中学校がセーラー服だったから、ブレザーで着崩せるなら正直なんでもよかったわたしは、合格発表の帰り道に、先輩らしき人たちが着ているそれを見て、可愛さを実感することになった。

夏服はブラウンのチェックスカートに同じ柄のリボンとネクタイが選べて、冬服はネイビーのセットアップに赤と緑の混ざったリボン、指定のケーブルニットのセーターはホワイトとネイビーがあって、ゴールドのボタンが付いたベストもあった。
王道の少女漫画に出てくるような制服だった。

有名デザイナーがデザインしたもので、公立高校なのに一式揃えるのに約10万円かかり、親には「私立高校にでも行くの?」と言われたほどだった。

「あの高校の制服だ」という周りの視線。可愛い制服が誇らしかった

制服目的で入学したわけじゃなくても、可愛い制服は誇らしかった。
地元とは少し離れた高校、かつ地元の高校は大人しめな制服が多かったため、電車に乗るたびに、自意識過剰かもしれないけど、「あの○○高校の制服だ~」という視線を感じて、したり顔でリボンの長さを調節していた。

校則もそこまで厳しくなかったから、入学して早々、膝上15cmくらいまでウエストをぐるぐるたくし上げて、HARUTAのちょっとだけヒールがあるローファーにお気に入りのラインソックスを合わせて優雅に登校していた。

でも夏服と冬服を混合させて着てはいけないという謎の校則があり、それを破った日には部活で先輩に締め上げられる、なんてこともあった。

これは時代なのかもしれないが、ライブに行く時もディズニーに行く時も、制服だった。
なぜかライブの時期がテスト前に被ることが多かったから、片手には英語の単語帳や化学の教科書を拡げ、もう片手にはスマホを持ち、YouTubeで掛け声の復習をしながらグッズ列に並んでいた。

青春のすぐそばにはいつも制服があった。わたしたちは無敵だった

制服を着ているだけでわたしたちは、無敵だった。
高校の創立記念日はみんな決まって制服ディズニーをした。
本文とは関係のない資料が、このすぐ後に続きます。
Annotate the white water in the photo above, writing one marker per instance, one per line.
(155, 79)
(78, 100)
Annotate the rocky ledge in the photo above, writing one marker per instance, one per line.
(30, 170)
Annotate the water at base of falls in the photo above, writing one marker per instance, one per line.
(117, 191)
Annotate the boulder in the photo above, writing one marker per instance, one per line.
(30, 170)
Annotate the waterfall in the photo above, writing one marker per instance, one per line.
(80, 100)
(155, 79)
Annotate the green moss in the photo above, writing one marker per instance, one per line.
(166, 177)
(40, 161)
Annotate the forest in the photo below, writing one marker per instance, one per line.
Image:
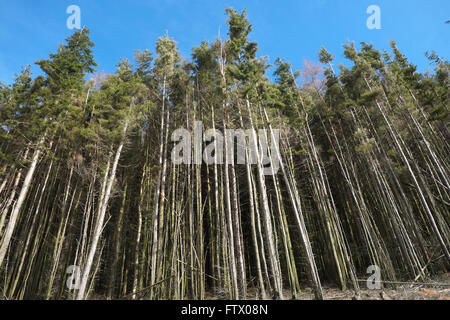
(93, 207)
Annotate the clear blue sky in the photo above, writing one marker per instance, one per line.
(291, 29)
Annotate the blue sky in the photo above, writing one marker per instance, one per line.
(291, 29)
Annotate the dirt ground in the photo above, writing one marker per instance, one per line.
(436, 289)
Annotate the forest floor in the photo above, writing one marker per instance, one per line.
(437, 288)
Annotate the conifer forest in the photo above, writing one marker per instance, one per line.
(93, 207)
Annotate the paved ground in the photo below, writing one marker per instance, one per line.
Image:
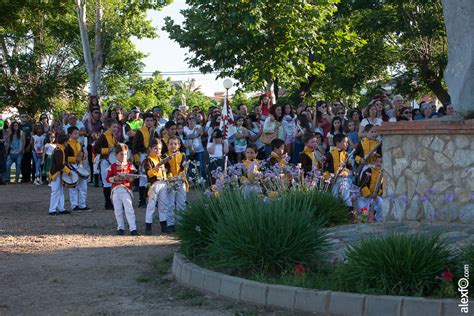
(75, 265)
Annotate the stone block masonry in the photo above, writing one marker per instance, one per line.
(428, 171)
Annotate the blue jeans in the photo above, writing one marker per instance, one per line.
(37, 164)
(13, 159)
(298, 147)
(202, 168)
(268, 150)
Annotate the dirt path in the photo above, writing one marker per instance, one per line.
(75, 265)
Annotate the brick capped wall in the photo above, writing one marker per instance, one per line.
(429, 171)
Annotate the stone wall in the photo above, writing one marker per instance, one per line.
(429, 171)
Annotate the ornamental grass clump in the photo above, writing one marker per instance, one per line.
(397, 265)
(195, 225)
(266, 236)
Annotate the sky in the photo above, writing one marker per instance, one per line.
(165, 55)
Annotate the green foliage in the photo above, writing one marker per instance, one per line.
(194, 97)
(397, 265)
(43, 59)
(408, 36)
(196, 225)
(268, 237)
(254, 41)
(39, 60)
(149, 92)
(252, 234)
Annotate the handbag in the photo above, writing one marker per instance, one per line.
(267, 138)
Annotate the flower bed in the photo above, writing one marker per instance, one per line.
(284, 241)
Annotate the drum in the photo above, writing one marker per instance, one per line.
(69, 180)
(82, 172)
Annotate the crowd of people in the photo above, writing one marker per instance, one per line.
(108, 144)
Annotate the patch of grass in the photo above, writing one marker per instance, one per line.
(143, 279)
(261, 237)
(161, 266)
(397, 265)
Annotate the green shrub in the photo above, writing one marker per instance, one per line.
(323, 205)
(195, 226)
(254, 235)
(397, 265)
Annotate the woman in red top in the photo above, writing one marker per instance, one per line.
(121, 189)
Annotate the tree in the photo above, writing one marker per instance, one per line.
(279, 41)
(38, 60)
(150, 92)
(412, 32)
(115, 22)
(192, 95)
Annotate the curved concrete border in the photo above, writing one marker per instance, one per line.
(306, 300)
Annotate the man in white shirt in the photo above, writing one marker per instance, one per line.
(160, 122)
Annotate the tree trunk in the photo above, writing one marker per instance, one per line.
(93, 66)
(439, 91)
(303, 90)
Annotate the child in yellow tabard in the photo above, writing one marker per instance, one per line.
(177, 184)
(157, 192)
(250, 178)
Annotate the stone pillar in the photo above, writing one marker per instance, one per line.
(459, 74)
(428, 171)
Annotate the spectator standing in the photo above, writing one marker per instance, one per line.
(15, 146)
(26, 161)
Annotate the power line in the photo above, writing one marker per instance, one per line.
(176, 73)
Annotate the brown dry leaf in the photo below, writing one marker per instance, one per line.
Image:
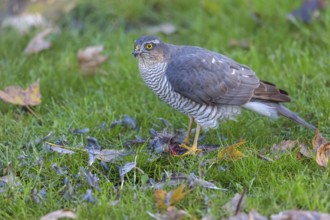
(304, 150)
(284, 146)
(59, 214)
(323, 155)
(300, 214)
(90, 58)
(16, 95)
(318, 140)
(171, 214)
(38, 43)
(165, 199)
(231, 153)
(24, 22)
(322, 148)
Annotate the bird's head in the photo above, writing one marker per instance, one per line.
(150, 49)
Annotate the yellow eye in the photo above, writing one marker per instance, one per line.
(149, 46)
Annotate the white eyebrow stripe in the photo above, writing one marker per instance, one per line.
(154, 41)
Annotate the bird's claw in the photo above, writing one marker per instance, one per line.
(193, 150)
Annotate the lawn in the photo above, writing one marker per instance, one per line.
(294, 56)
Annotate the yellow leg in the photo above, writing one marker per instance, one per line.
(193, 149)
(186, 140)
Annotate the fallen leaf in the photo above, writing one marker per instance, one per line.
(236, 204)
(165, 199)
(62, 213)
(16, 95)
(166, 28)
(89, 196)
(91, 58)
(300, 214)
(24, 22)
(231, 153)
(322, 148)
(323, 154)
(304, 150)
(38, 43)
(171, 214)
(284, 146)
(318, 140)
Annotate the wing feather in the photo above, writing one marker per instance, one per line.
(210, 78)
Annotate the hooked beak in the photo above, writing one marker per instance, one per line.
(137, 51)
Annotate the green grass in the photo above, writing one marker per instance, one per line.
(294, 56)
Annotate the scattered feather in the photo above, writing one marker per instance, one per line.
(92, 179)
(236, 204)
(106, 155)
(80, 131)
(126, 120)
(88, 197)
(92, 144)
(58, 170)
(308, 10)
(165, 199)
(62, 213)
(194, 181)
(57, 148)
(300, 214)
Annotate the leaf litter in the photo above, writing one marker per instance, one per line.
(165, 199)
(18, 96)
(322, 148)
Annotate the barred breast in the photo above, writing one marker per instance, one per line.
(206, 116)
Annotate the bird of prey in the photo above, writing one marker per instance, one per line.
(207, 86)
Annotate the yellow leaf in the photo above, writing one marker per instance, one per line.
(323, 154)
(165, 199)
(16, 95)
(231, 153)
(318, 140)
(322, 148)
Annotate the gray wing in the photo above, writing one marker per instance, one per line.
(211, 78)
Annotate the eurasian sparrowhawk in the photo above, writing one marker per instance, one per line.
(207, 86)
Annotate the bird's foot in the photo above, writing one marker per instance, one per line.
(193, 150)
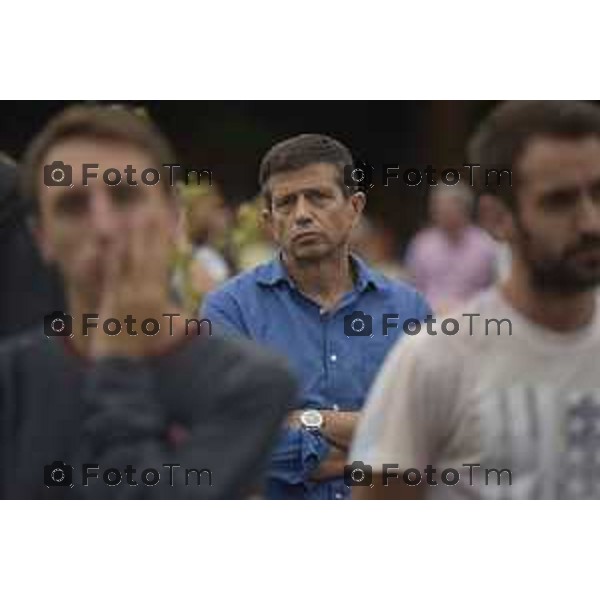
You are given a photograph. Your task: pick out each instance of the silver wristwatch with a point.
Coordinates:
(312, 420)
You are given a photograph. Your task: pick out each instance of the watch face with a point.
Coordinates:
(311, 419)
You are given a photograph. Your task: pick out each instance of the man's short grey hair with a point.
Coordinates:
(461, 191)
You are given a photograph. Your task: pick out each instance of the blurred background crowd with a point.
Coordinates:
(430, 236)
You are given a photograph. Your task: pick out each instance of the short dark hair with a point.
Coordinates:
(301, 151)
(100, 122)
(500, 139)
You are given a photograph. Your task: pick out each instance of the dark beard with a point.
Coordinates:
(559, 275)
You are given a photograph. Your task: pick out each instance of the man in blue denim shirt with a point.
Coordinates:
(332, 316)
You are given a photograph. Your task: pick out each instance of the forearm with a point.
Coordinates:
(339, 426)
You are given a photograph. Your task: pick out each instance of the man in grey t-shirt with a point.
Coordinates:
(484, 411)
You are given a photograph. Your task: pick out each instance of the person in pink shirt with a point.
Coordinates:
(451, 260)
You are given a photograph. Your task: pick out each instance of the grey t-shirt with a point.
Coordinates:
(203, 417)
(523, 402)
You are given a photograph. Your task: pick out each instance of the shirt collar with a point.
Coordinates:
(274, 272)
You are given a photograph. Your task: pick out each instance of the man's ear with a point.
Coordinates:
(266, 218)
(495, 217)
(359, 201)
(42, 241)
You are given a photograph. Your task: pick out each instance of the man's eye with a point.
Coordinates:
(280, 203)
(595, 191)
(73, 204)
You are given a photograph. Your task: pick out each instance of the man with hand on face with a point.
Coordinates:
(509, 406)
(320, 307)
(199, 412)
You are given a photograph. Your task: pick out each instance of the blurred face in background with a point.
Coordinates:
(556, 231)
(77, 224)
(208, 217)
(448, 210)
(310, 217)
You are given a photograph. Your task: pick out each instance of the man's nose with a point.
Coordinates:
(302, 214)
(103, 218)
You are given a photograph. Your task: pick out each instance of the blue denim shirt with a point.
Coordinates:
(335, 369)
すれ違い様にサッカー部のマネジャーがお互い制服で彼氏と来てるのを目撃したり、隣のクラスの女の子たちが夏冬混合で着こなしているを見て、やっぱり無敵だと思った。

卒業式の日に好きな先輩からセーターをもらって、新学期からいかにも男もののセーターをぶかぶか着ている女の子を見るときゅんとしたし、女の子の冬服にはネクタイがないはずなのに、女の子がそれをしていたりすると、いろんな恋の噂が立った。
わたしたちの青春のすぐそばには、いつも制服があった。

制服という概念から卒業した。わたしはもう無敵じゃなくなった

大学生になって、1年生の頃は制服ディズニーをしたりもしたけど、年を重ねるごとにその頻度は格段に下がっていった。どうしてもあの頃の制服を超えることが出来ないと、気が付いてしまったからだ。

Tシャツにデニムとオールスターで過ごしていた大学3年生の私は、いつの間にか真っ黒なリクルートスーツに身を包むようになり、4年生の終わりにはもうオフィスカジュアルへと路線を転向し、社会人になる準備をしていた。もうわたしは無敵じゃなくなった。

社会人になったわたしは、オフィスカジュアルでの出社がOKの会社に就職したため、制服という概念からも卒業した。あの制服は大切にクローゼットのなかで眠っているけれど、もう出番はないだろう。

銀行員やBAさんに転職をすれば、もしかすると制服を着ることが今後あるかもしれない。だけどあれを超える無敵の制服にも、制服をまとったたくさんの青春にももう出会えないんだろうなと思う。